Robust Decision Trees Against Adversarial Examples

Hongge Chen,Huan Zhang,Duane Boning,Cho-Jui Hsieh
DOI: https://doi.org/10.48550/arXiv.1902.10660
2019-06-11
Abstract:Although adversarial examples and model robustness have been extensively studied in the context of linear models and neural networks, research on this issue in tree-based models and how to make tree-based models robust against adversarial examples is still limited. In this paper, we show that tree based models are also vulnerable to adversarial examples and develop a novel algorithm to learn robust trees. At its core, our method aims to optimize the performance under the worst-case perturbation of input features, which leads to a max-min saddle point problem. Incorporating this saddle point objective into the decision tree building procedure is non-trivial due to the discrete nature of trees --- a naive approach to finding the best split according to this saddle point objective will take exponential time. To make our approach practical and scalable, we propose efficient tree building algorithms by approximating the inner minimizer in this saddle point problem, and present efficient implementations for classical information gain based trees as well as state-of-the-art tree boosting models such as XGBoost. Experimental results on real world datasets demonstrate that the proposed algorithms can substantially improve the robustness of tree-based models against adversarial examples.
Machine Learning
What problem does this paper attempt to address?
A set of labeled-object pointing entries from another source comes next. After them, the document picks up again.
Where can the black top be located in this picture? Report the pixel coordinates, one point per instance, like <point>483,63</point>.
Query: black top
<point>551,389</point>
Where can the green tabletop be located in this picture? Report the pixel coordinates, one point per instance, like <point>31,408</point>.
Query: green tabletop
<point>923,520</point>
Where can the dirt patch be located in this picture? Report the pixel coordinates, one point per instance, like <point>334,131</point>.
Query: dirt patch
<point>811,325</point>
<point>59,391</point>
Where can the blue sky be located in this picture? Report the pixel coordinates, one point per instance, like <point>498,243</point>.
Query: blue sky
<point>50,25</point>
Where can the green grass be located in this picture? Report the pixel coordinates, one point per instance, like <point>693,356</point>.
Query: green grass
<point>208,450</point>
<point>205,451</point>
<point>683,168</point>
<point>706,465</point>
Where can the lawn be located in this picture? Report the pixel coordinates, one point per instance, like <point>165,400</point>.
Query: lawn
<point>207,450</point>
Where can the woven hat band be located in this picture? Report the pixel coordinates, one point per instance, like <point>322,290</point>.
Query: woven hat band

The problem that this paper attempts to solve is: the vulnerability of decision - tree models in the face of adversarial examples. Although adversarial examples and model robustness have been widely studied in deep - learning models (such as neural networks), research on this problem in tree - based models is still limited. This paper shows that tree - based models are also vulnerable to adversarial examples and proposes a new algorithm to learn robust decision trees. Specifically, the article points out that traditional tree - based models (such as decision trees and gradient - boosted decision trees) perform well in many application scenarios, but they are very fragile when facing adversarial attacks. The authors aim to improve the robustness of these models by optimizing the performance in the worst - case scenario, thus solving this problem. To this end, they introduce a max - min saddle point problem and propose effective tree - construction algorithms to deal with this problem. ### Key Formulas 1. **Definition of Adversarial Examples**: \[ B_\infty^\epsilon(x_i) := [x_i^{(1)} - \epsilon, x_i^{(1)} + \epsilon] \times \cdots \times [x_i^{(d)} - \epsilon, x_i^{(d)} + \epsilon] \] where \( x_i \) is the input feature vector and \( \epsilon \) is the perturbation radius. 2. **Robust Score Function**: \[ RS(j, \eta, I) := \min_{I'=\{(x'_i, y_i)\}} S(j, \eta, I') \] such that \( x'_i \in B_\infty^\epsilon(x_i) \) for all \( x'_i \in I' \). 3. **Robust Split of Information Gain**: \[ S(j, \eta, I) := IG(j, \eta) = H(y) - H(y | x^{(j)} < \eta) \] where \( H(\cdot) \) and \( H(\cdot|\cdot) \) represent entropy and conditional entropy respectively. 4. **Robust Split of GBDT Model**: \[ S(j, \eta, I) := \frac{1}{2} \left[ \frac{\left( \sum_{i \in I_L} g_i \right)^2}{\sum_{i \in I_L} h_i + \lambda} + \frac{\left( \sum_{i \in I_R} g_i \right)^2}{\sum_{i \in I_R} h_i + \lambda} - \frac{\left( \sum_{i \in I} g_i \right)^2}{\sum_{i \in I} h_i + \lambda} \right] - \gamma \] Through these methods, the authors have successfully improved the robustness of tree - based models under adversarial - example attacks.